Don't know if this helps as it wasn't cichlids that I ordered (was some pond fish and snails so easier to ship) but I ordered from liveaquaria. That was a number of years ago though. I think as far as ordering fish goes they had a lower minimum order compared to many of the other online sites and breeders. Many have a $100 minimum order which would be hard for you to reach with the fish you are wanting as they are normally not very expensive.
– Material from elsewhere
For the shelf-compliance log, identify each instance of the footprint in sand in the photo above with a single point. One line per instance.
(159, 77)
If you are doing an online order you may want to order 4-6 of each of what you want and grow them out a little. This would allow you to keep your favorites and weed out the trouble makers. Just give the ones you can't keep to other friends who keep fish or see if a LFS would take them. Just a suggestion. This should work if you get them really small like 1-2" and grow them out to around 4-5".

Hope that helps some.


----------



## BabyBull21 (May 3, 2017)

That's a really good idea cage. Then I could maybe figure out a happy medium between 2-3 species. Thanks!


----------



## cage623 (Feb 2, 2008)

No problem, glad I could help. Let us know if you have any other questions or if you have decided what you are getting. Looking forward to seeing how it all works out.


----------



## easywolf31 (Jan 19, 2017)

A Green Terror pair


----------



## cage623 (Feb 2, 2008)

Not a bad suggestion, I'd say your better off with a 90 or 120 long-term but could work in a 75. Don't think GT's are as hard on their mates as some cichlids of similar size.


----------



## easywolf31 (Jan 19, 2017)

I just picked up by accident a really nice male Juvenile today, couldn't resist. I think I may go find a female somewhere else. Really smart fish, quickly adapted started eating immediately.


----------